Elledge of the New Statesman comments on the fact that the Telegraph chose what to publish, arguing that the Telegraph had an anti-lockdown agenda. He gives Allison Pearson's comments in a Telegraph podcast, "Planet Normal", as evidence of this agenda.

Ian Dunt, in the I newspaper, argued that Oakeshott was pursuing an anti-lockdown agenda and had violated a journalistic moral principle by releasing information about her source when hired by Hancock to work on his book. Addressing the question of profession ethics of the release, David Banks writes in The Guardian, that the Editors Code of Practice places a moral responsibility on journalists to not disclose confidential sources, but notes that this rule tends to be more applied to people who fear being identified such as whistleblowers.

Writing in The Spectator, Fraser Nelson argued that the British public had a right to know about the information in the Lockdown Files. In the Telegraph, Julia Hartley-Brewer argued that "no journalist worth their salt" could disagree with the public interest case for the release of these files, suggesting that those criticising the release were motivated by their support for lockdown policies and that such releases were necessitated by journalists who failed to apply sufficient scrutiny to the decision-making and scientific discourse during the lockdown. Andy Cowper, an editor at The British Medical Journal, said that the stories give a remarkable glimpse into how Hancock and his team conducted themselves in office and that Oakeshott had done a public service by bringing to our attention the low standard of governance during the pandemic.
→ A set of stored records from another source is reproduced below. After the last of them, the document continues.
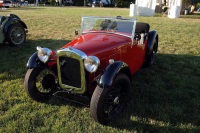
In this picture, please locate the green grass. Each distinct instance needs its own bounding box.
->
[0,7,200,133]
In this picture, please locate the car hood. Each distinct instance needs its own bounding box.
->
[63,33,131,56]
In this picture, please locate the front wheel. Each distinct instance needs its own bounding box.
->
[90,74,131,124]
[6,24,26,46]
[24,68,56,102]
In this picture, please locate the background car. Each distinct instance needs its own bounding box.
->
[24,16,158,124]
[0,14,28,46]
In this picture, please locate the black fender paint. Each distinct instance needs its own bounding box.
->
[147,30,158,53]
[98,61,131,89]
[26,52,46,69]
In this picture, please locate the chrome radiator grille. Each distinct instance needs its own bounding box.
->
[57,48,87,94]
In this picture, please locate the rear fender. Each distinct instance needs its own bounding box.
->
[147,30,158,53]
[98,61,131,89]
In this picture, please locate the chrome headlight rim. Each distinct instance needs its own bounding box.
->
[84,56,100,73]
[36,46,52,63]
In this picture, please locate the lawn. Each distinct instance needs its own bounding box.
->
[0,7,200,133]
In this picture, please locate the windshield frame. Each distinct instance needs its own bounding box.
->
[81,16,137,41]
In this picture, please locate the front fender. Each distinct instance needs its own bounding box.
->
[26,52,46,69]
[147,30,158,53]
[98,61,131,89]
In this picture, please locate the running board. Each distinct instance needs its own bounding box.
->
[53,90,90,107]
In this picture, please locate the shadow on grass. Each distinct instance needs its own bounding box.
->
[110,54,200,132]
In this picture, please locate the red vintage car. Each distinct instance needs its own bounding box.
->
[25,16,158,124]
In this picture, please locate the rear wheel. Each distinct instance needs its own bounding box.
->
[90,74,131,124]
[24,68,56,102]
[6,24,26,46]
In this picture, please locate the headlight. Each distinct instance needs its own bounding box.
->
[36,46,51,63]
[84,56,100,73]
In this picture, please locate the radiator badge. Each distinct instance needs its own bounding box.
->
[60,60,66,66]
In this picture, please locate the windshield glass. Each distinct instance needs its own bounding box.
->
[81,17,136,38]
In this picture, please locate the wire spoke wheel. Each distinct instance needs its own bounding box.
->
[90,74,131,124]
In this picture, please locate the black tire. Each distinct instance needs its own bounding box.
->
[145,39,157,67]
[6,24,26,46]
[24,68,56,102]
[90,74,131,124]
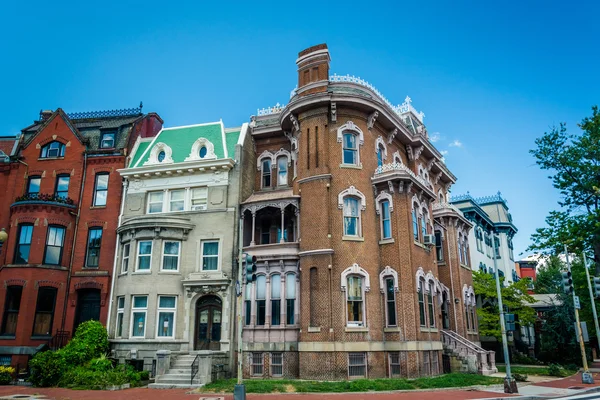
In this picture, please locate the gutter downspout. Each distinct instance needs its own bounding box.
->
[106,179,129,337]
[60,151,87,335]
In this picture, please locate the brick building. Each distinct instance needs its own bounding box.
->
[0,107,162,366]
[240,45,487,379]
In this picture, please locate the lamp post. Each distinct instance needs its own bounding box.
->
[490,231,519,393]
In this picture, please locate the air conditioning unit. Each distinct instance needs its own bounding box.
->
[423,235,435,246]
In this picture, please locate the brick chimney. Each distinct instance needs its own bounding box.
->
[296,43,331,96]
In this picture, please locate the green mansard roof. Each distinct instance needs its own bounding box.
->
[129,121,241,168]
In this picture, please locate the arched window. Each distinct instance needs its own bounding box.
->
[40,141,65,158]
[256,275,267,325]
[271,274,281,326]
[262,158,271,188]
[344,196,361,237]
[285,273,296,325]
[277,157,288,186]
[343,132,359,165]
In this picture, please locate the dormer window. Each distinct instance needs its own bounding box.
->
[40,141,65,158]
[100,131,116,149]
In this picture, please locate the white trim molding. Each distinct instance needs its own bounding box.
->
[379,266,399,293]
[338,186,367,211]
[184,138,217,161]
[340,263,371,292]
[337,121,365,146]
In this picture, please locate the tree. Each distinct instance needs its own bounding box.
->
[534,256,565,294]
[473,272,536,341]
[528,106,600,274]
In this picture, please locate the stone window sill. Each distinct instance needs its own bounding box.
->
[340,164,362,169]
[342,236,365,242]
[344,326,369,332]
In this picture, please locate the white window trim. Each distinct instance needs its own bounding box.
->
[121,242,131,274]
[129,295,148,339]
[156,294,178,339]
[199,239,222,272]
[135,240,154,274]
[160,240,181,272]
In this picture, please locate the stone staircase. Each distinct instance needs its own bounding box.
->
[148,354,205,389]
[442,330,498,375]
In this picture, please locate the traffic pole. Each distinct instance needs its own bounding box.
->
[565,244,594,384]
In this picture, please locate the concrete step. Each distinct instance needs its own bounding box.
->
[148,381,204,389]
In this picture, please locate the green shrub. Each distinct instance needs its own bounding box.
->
[0,365,15,385]
[29,351,67,386]
[548,364,565,376]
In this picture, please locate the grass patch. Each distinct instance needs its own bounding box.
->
[497,365,577,377]
[198,374,503,393]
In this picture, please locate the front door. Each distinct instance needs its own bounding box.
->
[442,293,450,329]
[194,296,221,350]
[73,289,100,333]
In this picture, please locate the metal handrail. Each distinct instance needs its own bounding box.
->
[190,354,200,385]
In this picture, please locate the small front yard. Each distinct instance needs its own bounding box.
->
[198,374,503,393]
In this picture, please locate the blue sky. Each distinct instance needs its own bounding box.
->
[0,1,600,254]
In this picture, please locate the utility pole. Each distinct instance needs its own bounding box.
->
[490,231,519,393]
[583,252,600,358]
[565,244,594,384]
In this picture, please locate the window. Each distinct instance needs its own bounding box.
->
[262,159,271,188]
[100,131,116,149]
[156,296,177,338]
[131,296,148,337]
[14,224,33,264]
[44,225,65,265]
[137,241,152,271]
[33,287,57,336]
[256,275,267,325]
[427,288,435,328]
[277,157,287,186]
[244,284,252,325]
[348,353,367,378]
[344,196,360,237]
[192,187,208,211]
[381,200,392,239]
[121,243,131,274]
[435,231,444,261]
[389,351,400,378]
[115,296,125,337]
[40,142,65,158]
[94,173,108,206]
[161,241,181,271]
[148,192,165,214]
[412,208,419,242]
[343,132,358,165]
[85,228,102,268]
[418,279,427,326]
[1,286,23,336]
[202,240,219,271]
[285,274,296,325]
[54,175,71,199]
[27,176,42,196]
[271,274,281,326]
[250,353,263,376]
[385,277,396,326]
[169,190,185,212]
[271,353,283,376]
[347,275,365,326]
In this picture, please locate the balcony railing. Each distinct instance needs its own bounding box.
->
[13,193,75,208]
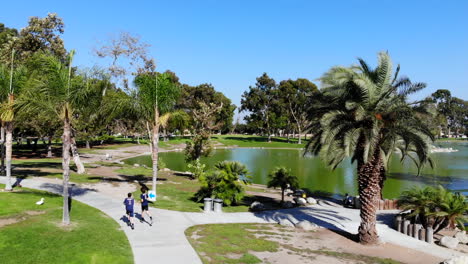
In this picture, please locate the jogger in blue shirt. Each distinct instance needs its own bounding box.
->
[124,193,135,229]
[140,188,153,226]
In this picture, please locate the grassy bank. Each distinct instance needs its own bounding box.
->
[0,186,133,264]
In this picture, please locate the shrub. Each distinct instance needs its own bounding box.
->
[195,161,250,205]
[398,186,468,234]
[187,159,206,179]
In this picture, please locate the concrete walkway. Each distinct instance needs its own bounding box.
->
[0,177,462,264]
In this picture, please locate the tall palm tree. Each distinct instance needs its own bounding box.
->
[0,49,28,191]
[135,72,180,196]
[306,52,433,244]
[268,167,299,203]
[17,50,88,225]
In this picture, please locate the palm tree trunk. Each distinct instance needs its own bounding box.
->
[5,122,13,191]
[0,121,6,176]
[71,138,85,174]
[62,116,71,225]
[358,151,383,245]
[47,136,52,158]
[152,107,163,196]
[379,166,387,200]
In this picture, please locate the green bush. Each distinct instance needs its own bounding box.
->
[195,161,250,205]
[398,186,468,234]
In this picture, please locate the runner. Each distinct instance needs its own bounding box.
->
[140,188,153,226]
[124,193,135,230]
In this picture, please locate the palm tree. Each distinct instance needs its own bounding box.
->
[267,167,299,203]
[135,72,180,196]
[306,52,433,244]
[0,49,27,191]
[17,50,88,225]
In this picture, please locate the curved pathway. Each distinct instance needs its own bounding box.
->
[0,177,462,264]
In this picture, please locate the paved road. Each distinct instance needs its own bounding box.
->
[0,177,461,264]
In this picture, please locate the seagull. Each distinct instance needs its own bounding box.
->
[36,198,44,205]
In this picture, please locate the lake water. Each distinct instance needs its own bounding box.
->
[125,142,468,198]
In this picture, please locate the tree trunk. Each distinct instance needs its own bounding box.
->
[70,138,85,174]
[33,138,39,152]
[379,166,387,200]
[5,122,13,191]
[0,121,6,176]
[62,117,71,225]
[152,108,163,197]
[297,124,302,144]
[47,136,52,158]
[358,151,383,245]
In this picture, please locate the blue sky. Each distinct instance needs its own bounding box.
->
[0,0,468,111]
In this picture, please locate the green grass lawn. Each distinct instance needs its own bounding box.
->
[116,166,249,212]
[0,186,133,264]
[12,158,100,183]
[185,224,400,264]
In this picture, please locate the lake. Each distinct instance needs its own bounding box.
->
[125,142,468,198]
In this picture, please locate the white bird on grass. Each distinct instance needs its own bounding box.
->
[36,198,44,205]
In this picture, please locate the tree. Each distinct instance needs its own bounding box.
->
[95,32,156,93]
[267,167,299,203]
[306,52,433,244]
[398,186,468,234]
[176,83,236,133]
[0,13,67,62]
[278,78,318,144]
[195,161,250,205]
[0,50,28,191]
[135,72,180,196]
[0,23,18,47]
[241,73,276,142]
[17,50,88,225]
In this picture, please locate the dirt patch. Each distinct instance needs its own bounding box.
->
[24,210,45,215]
[254,227,442,264]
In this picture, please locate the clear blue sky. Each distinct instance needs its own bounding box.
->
[0,0,468,111]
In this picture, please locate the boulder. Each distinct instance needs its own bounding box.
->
[441,256,468,264]
[250,201,265,211]
[454,231,468,244]
[278,218,294,227]
[296,220,319,231]
[440,236,459,248]
[283,201,294,208]
[294,198,307,206]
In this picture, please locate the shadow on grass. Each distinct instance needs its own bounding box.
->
[40,183,97,197]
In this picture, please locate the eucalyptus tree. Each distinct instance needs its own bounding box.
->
[0,50,28,191]
[134,72,180,196]
[267,167,299,203]
[278,78,318,144]
[306,52,433,244]
[17,50,88,225]
[240,73,277,142]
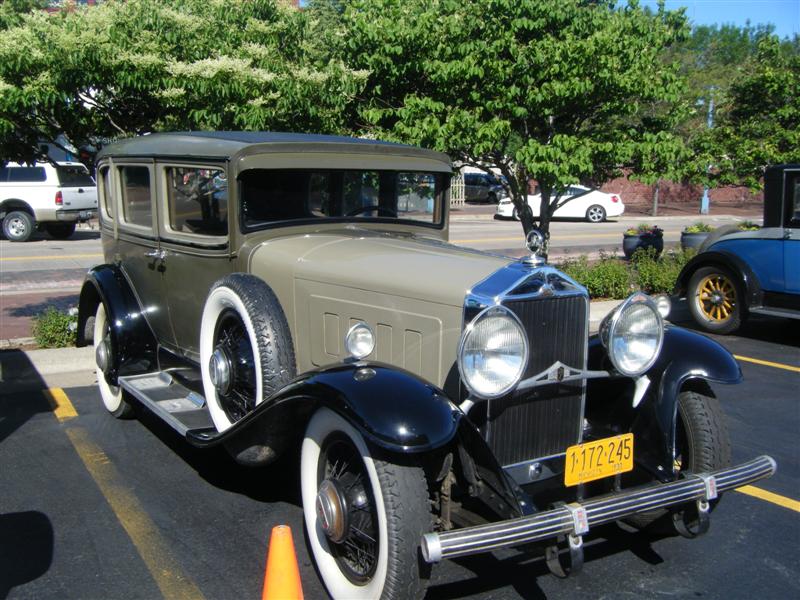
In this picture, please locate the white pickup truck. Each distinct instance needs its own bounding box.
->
[0,162,97,242]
Sonia Sodha, in the Guardian, argued that there needs to rapid reviews of decision making during COVID-19 due to the length of the Covid-19 Inquiry. She said that the Telegraph's narrative could mask discussion of the trade offs of lockdown based on the values of citizens, and that delaying inquiry into the lockdown would allow "ideologues" to fill the gap created by the absence of review.

=== Inquiry ===

Oakeshott said that the release of these messages was motivated by the slow pace of the UK Covid-19 Inquiry and her concern that the findings might be a "whitewash", citing public money being used in legal action to redact the names of officials. Not directly addressing Oakshott, Heather Hallett the chair of the public inquiry said that it was unhelpful to compare the UK inquiry to other countries because of its broad terms of reference and statutary powers to obtain evidence. She said there would be "no whitewash".

Labour MP Graham Stringer called for a short-term inquiry into Covid-19 in light of information contained in the lockdown files and the likely duration of the existing enquiry.